Improve README

EvalVis · EvalVis · commit 80ed42f0224a · 2025-06-13T22:42:37.000+03:00
diff --git a/README.md b/README.md
@@ -3,4 +3,124 @@
 [![codecov](https://codecov.io/gh/AzulImplementation/AzulMARL/branch/main/graph/badge.svg)](https://codecov.io/gh/AzulImplementation/AzulMARL)
 [![PyPI version](https://badge.fury.io/py/ParkingLotGym.svg)](https://pypi.org/project/parkinglotgym/)
 
-PettingZoo AI env for Azul multiplayer board game to enable AI agent training.

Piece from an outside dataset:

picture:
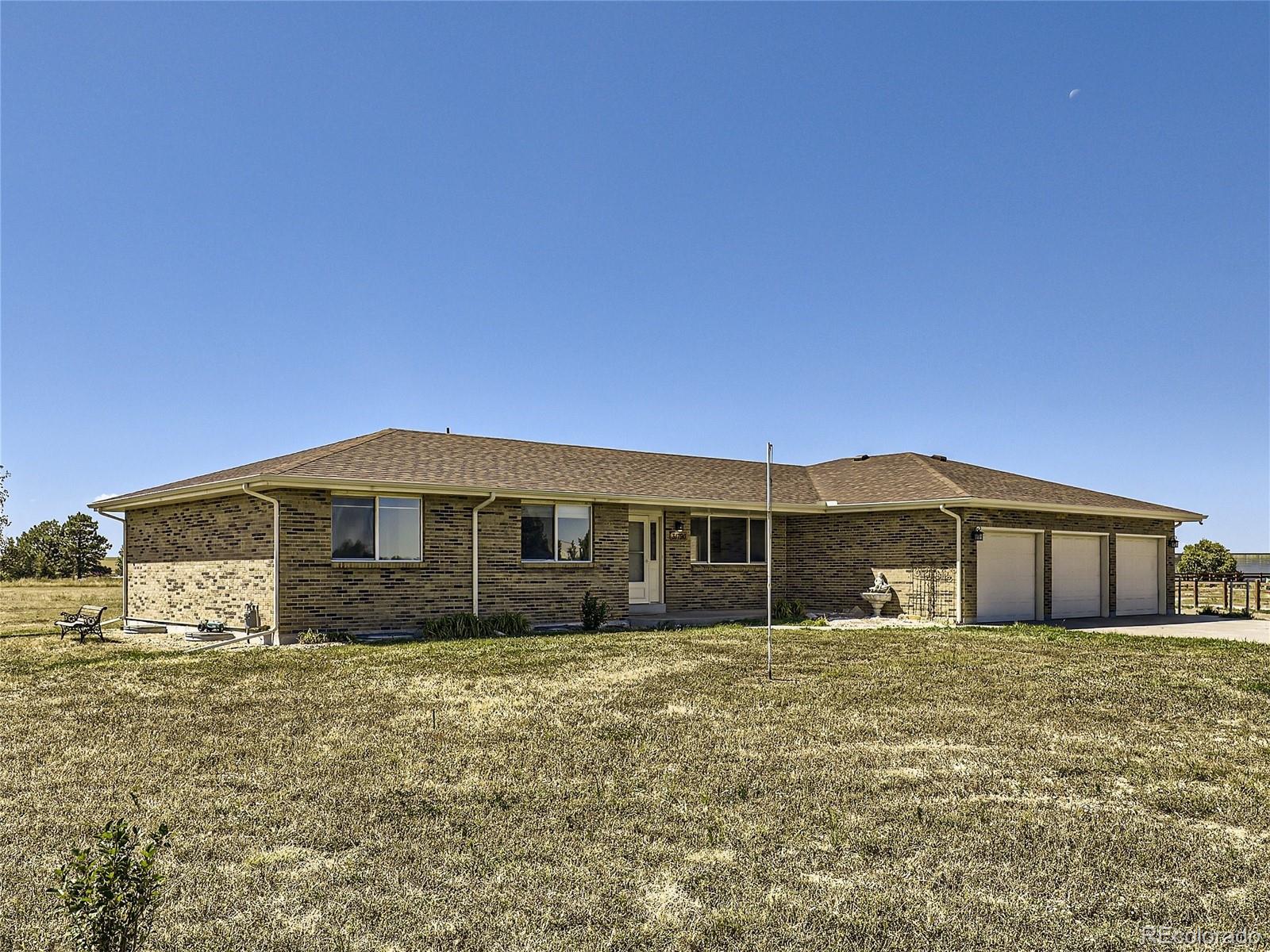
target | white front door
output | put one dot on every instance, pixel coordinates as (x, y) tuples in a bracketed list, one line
[(1137, 575), (645, 554)]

+PettingZoo AI env for Azul multiplayer board game to enable AI agent training.
+
+![AzulRendering](images/azul_rendering.gif)
+
+## Most important libraries used
+
+- [![GitHub](https://img.shields.io/badge/GitHub-AzulImplementation/AzulGameEngine-black?style=flat&logo=github)](https://github.com/AzulImplementation/AzulGameEngine)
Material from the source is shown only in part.